Face à une difficulté d’adoption, la Commission préfère abandonner
Face à la difficulté d’adopter un projet, la Commission préfère l’abandonner. Tel est la critique du parti de l’ALDE incarné par son leader Guy Verhofstadt : « le fait qu’un texte soit bloqué au Conseil n’est pas une bonne raison pour le retirer ». Les socialistes s’inquiètent davantage de la méthode. Le président du S&D Gianni Pittella évoque qu’il est favorable à la concentration du travail, mais qu’il ne faut pas « jeter le bébé avec l’eau du bain ». Pour les écologistes, l’abandon des textes sur la qualité de l’air et l’économie circulaire est une menace pour la préservation de l’environnement. Ils soupçonnent l’exécutif européen de poursuivre des politiques de dérégulation dans ce domaine.
Des ONG comme World Wildlife Fund, la fondation Nicolas Hulot, le réseau Action Climat ou encore France Nature Environnement jugent incompréhensible le retrait du paquet sur la qualité de l’air. Ils craignent d’autres attaques envers des législations environnementales. Pour eux, la Commission « a choisi de privilégier les intérêts privés de la frange la plus libérale, au mépris du bien-être des citoyens européens ».
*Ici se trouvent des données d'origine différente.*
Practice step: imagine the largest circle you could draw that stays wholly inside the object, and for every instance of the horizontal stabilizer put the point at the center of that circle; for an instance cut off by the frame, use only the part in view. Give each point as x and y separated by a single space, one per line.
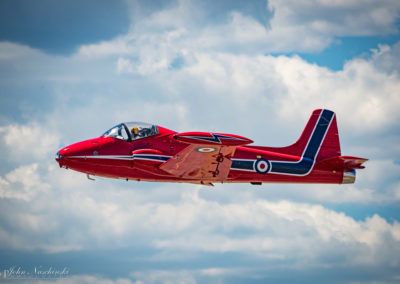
346 161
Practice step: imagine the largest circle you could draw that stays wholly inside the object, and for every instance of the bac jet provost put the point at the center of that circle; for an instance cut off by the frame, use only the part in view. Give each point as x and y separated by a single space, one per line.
145 152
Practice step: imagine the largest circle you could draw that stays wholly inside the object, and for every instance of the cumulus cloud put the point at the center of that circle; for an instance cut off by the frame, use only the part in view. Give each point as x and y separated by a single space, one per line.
31 141
173 70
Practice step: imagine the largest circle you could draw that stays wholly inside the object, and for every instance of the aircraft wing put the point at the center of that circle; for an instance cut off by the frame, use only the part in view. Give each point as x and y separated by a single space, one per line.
207 163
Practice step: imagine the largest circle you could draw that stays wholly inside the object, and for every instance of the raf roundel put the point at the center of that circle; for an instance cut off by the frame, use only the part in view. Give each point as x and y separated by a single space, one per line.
206 149
262 166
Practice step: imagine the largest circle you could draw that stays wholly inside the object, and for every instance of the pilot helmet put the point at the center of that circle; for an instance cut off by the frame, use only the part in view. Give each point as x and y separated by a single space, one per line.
135 130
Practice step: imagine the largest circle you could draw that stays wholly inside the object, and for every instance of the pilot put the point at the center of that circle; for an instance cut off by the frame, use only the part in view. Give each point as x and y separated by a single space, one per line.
135 132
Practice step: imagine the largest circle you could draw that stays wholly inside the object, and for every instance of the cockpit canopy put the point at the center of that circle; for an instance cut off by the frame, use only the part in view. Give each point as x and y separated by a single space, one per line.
130 131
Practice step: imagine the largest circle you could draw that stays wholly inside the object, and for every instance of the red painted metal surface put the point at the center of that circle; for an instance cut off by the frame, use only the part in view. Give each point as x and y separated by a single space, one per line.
153 153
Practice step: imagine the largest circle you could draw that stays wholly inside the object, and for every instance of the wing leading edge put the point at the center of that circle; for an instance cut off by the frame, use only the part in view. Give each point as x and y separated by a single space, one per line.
206 163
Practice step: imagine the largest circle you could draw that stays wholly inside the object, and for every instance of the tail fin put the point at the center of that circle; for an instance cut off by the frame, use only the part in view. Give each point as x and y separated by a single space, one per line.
319 140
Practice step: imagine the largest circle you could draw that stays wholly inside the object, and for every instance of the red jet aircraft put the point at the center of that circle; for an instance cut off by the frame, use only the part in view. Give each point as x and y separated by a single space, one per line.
145 152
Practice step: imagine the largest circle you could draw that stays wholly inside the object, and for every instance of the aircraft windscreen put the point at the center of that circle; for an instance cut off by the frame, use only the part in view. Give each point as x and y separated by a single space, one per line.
130 131
118 131
140 130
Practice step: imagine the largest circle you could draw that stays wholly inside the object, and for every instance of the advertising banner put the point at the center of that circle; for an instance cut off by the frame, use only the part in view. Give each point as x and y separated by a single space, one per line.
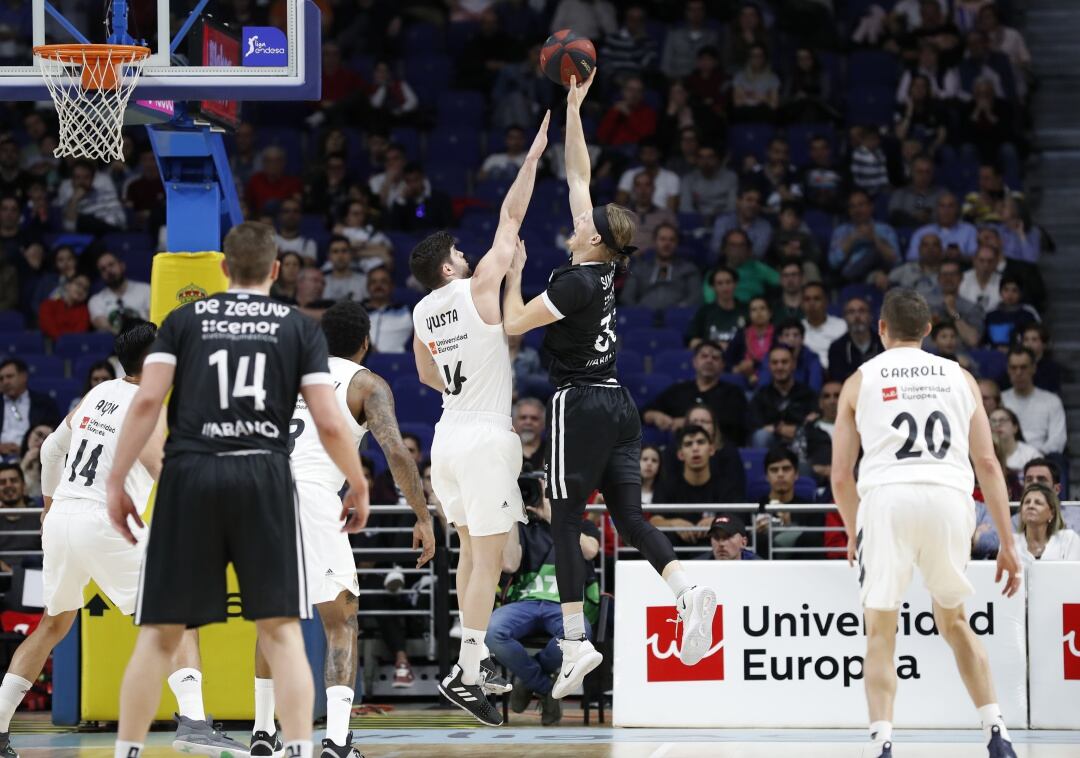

Le texte sur la qualité de l’air concernait la révision de la directive « air » de 1999. Elle fixait les plafonds nationaux d’émissions pour les principales sources de pollutions générées par l’industrie, les transports, l’énergie et l’agriculture. Le bureau européen de l’environnement (EEB) ajoute que « 400 000 citoyens européens meurent prématurément chaque année du fait de la pollution atmosphérique » avant d’évoquer que la Commission passe à côté d’un « énorme bénéfice en termes de santé pour l’économie européenne ». Des chiffres constatés par la Commission à hauteur de 40 à 140 milliards d’euros. De même, l’Agence Européenne de l’Environnement (AEE) a publié en novembre dernier un rapport indiquant que la pollution de l’air reste la principale cause environnementale de décès prématurés en milieu urbain : « Presque tous les urbains sont exposés à des polluants à des niveaux considérés comme dangereux par l’Organisation mondiale de la santé ».
Ainsi, la Commission européenne assume une nouvelle ligne, une position libérale avec un « moins d’Europe ». La politique de la Commission ne tient pas seulement compte d’une simple différence entre les grands et les moindres enjeux. Délaisser l’Europe sociale et environnementale, c’est rogner sur des objectifs de taille. S’il est légitime et essentiel pour la Commission d’améliorer l’économie numérique, il n’est pas convenable de renoncer aux projets sociaux et environnementaux.
D’autant plus que ces abandons ne sont pas nécessairement une adhésion au principe de subsidiarité, mais surtout une résignation de la Commission face au refus des Etats d’harmoniser certaines dispositions législatives. La directive sur la pollution de l’air est une question qui se doit d’être traitée au niveau européen car l’Union européenne prend déjà en charge la politique environnementale. Face à des domaines où les Etats sont les plus méfiants dans leur partage de souveraineté, la Commission abdique. Le manque de prise en compte de tels sujets ne fera qu’accentuer la distance entre Bruxelles et les citoyens européens.